5. Use AI models ethically
AI models aren’t entirely bias-free. Because of that you need to understand the bias in the system. “The ethical responsibility for us as leaders has to be that we have to understand what is biased today in our systems. How representative is your data? How representative is your training? How representative is your labeling? Those are essential, essential questions that need to be part of the executive conversation,” argues Karim Lakhani, professor at Harvard Business School.
If there’s something that you have to learn about machine learning is that your understanding of how these models are built for you needs to be constant. “That’s where the learning mandate doesn’t stop, because you have to understand how these machine learning systems are built for you, to understand what the biases are, and how you might get sued or be put in jail, for God’s sakes, if you don’t follow through on these things,” highlights Lakhani.
To avoid these kinds of risks, make sure to do the following with your data:
- Define data quality metrics and regularly monitor them.
- Implement automated data validation checks and alerts to identify data quality issues in real-time.
- Establish processes for continuous data improvement.
- Encourage employees and data contributors to report data quality issues and provide feedback.
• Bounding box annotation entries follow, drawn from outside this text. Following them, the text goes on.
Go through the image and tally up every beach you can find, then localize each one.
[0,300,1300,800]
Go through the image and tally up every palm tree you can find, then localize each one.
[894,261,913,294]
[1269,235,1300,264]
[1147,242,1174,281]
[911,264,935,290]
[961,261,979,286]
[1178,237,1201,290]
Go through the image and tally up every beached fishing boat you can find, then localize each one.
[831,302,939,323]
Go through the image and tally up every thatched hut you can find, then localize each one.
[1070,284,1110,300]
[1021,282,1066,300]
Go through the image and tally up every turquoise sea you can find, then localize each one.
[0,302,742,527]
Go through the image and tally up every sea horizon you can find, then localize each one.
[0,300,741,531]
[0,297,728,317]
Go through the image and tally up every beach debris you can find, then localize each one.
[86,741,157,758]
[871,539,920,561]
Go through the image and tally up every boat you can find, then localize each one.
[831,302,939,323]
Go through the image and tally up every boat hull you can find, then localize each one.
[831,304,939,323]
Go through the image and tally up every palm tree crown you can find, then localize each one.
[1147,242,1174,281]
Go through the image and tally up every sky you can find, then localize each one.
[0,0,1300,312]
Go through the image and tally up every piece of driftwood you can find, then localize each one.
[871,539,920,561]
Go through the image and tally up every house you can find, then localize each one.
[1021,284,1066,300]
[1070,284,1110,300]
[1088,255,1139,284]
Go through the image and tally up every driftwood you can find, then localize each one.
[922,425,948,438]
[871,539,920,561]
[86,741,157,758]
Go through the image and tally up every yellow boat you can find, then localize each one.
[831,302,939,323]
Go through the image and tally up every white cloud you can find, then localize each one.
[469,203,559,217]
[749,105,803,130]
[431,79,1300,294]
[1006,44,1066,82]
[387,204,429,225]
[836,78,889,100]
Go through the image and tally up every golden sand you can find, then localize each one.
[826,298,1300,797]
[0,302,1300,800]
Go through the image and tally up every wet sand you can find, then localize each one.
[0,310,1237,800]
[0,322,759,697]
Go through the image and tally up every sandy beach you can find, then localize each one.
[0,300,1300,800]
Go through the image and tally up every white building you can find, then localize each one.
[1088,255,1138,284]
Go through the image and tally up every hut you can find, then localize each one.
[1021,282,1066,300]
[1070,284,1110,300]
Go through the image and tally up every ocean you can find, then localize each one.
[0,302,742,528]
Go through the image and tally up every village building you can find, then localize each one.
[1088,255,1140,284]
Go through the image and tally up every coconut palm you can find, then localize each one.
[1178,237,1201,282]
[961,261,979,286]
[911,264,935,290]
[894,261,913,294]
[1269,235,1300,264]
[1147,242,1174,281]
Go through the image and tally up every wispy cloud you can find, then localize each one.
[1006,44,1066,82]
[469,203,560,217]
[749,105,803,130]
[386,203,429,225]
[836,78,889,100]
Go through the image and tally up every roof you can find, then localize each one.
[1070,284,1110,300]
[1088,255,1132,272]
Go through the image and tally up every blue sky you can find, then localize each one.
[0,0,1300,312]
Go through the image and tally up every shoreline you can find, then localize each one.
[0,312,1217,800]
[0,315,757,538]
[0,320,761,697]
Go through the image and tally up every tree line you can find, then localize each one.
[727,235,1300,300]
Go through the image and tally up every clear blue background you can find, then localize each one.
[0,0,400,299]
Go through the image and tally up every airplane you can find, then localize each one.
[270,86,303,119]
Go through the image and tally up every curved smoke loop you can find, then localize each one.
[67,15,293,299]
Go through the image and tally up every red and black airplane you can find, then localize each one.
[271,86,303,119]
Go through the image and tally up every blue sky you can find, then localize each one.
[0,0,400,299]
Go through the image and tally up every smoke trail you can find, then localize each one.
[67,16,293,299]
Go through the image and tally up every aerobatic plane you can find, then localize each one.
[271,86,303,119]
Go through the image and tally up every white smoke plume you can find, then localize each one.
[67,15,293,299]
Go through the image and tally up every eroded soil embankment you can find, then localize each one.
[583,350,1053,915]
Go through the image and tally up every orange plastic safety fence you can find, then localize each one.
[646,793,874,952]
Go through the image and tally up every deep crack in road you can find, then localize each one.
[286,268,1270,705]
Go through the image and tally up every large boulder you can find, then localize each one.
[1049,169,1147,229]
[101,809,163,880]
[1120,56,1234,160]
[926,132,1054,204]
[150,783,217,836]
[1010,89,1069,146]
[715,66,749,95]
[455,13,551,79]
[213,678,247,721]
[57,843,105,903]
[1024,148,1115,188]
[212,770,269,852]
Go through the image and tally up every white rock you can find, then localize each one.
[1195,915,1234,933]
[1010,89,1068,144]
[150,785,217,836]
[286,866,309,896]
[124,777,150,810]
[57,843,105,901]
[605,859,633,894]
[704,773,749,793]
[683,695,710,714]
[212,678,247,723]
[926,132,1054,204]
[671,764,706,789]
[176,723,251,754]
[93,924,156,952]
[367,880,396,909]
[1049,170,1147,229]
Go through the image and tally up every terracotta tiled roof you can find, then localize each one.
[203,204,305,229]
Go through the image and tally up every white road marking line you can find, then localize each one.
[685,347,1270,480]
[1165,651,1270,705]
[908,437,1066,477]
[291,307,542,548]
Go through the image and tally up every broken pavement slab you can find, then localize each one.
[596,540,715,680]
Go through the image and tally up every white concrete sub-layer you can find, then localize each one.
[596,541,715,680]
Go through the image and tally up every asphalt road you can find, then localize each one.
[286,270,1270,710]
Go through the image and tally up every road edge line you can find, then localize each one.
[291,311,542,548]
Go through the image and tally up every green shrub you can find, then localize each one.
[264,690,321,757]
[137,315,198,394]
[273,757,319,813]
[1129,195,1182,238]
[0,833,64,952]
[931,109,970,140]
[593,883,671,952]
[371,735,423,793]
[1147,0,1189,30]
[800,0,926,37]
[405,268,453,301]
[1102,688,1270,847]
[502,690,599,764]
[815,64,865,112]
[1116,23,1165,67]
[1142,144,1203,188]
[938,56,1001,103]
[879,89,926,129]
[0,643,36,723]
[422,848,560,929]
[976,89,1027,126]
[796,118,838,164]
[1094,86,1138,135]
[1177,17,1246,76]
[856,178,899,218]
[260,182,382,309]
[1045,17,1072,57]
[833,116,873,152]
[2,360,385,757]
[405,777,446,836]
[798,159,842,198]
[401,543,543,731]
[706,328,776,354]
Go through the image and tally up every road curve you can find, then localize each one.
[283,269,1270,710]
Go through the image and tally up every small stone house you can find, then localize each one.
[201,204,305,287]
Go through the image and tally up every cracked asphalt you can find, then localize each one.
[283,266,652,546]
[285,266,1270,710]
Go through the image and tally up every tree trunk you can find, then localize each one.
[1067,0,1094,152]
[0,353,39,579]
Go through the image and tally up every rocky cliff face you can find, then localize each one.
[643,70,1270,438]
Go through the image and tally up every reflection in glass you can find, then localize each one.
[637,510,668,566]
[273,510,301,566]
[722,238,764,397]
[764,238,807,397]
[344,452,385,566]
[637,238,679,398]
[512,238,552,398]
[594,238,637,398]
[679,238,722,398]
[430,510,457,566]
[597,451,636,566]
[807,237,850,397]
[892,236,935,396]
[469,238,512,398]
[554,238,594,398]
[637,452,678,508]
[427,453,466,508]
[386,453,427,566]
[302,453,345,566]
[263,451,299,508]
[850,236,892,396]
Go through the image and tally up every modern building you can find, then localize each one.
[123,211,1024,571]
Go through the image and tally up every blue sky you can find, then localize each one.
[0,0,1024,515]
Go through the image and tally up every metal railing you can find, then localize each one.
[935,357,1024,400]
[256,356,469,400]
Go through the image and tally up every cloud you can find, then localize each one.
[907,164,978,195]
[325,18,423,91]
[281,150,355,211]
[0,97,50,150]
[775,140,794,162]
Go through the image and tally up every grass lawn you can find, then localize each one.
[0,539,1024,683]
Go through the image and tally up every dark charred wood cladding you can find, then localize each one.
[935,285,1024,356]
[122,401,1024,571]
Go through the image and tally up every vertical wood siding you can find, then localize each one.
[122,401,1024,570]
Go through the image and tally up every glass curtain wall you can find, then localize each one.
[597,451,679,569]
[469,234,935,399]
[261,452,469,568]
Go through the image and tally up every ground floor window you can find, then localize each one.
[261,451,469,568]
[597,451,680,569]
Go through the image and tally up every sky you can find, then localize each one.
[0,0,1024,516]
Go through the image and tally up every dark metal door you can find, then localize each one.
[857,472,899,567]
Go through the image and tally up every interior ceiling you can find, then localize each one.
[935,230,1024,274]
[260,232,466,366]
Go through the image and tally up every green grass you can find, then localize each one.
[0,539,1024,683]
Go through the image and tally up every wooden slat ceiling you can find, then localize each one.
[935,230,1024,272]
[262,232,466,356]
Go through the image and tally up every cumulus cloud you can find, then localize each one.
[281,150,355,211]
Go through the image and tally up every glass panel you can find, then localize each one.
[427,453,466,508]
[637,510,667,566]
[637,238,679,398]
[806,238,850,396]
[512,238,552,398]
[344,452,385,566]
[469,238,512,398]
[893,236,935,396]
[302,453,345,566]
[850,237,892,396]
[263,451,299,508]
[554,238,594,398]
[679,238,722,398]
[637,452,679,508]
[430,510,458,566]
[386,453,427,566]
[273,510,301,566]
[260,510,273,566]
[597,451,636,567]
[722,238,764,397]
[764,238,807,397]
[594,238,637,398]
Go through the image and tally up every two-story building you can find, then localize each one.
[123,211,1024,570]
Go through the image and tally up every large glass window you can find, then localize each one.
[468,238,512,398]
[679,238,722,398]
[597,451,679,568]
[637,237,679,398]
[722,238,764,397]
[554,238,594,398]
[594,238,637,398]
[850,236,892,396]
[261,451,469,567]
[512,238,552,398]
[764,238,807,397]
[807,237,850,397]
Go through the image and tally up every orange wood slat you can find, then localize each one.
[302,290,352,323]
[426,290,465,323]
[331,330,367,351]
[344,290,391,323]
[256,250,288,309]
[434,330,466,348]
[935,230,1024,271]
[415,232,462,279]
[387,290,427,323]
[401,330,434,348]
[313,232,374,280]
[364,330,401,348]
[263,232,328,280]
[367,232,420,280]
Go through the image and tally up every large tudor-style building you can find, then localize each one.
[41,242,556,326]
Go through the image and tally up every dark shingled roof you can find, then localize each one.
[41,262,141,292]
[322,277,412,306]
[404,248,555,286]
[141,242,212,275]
- Conduct regular data audits to ensure that data quality standards are being met.
Using AI for managing employee turnover and retention
It’s undeniable that AI-powered people analytics holds immense potential for enhancing your employee turnover analysis. However, if you truly want to embrace all the benefits that this technology offers, you need to embrace it with the right framework in place.
To begin with, you need to foster an AI-driven environment by investing in the appropriate infrastructure and required training. Subsequently, you need to make sure that your data as well as the processes for collecting and processing it are up to good quality and ethical standards.
Finally, you need to use your employee turnover analysis within the context of your broader talent management strategy so you can leverage your retention and engagement initiatives. Only by addressing all the aforementioned factors can you successfully utilize AI to predict employee turnover and retain your most valuable talent.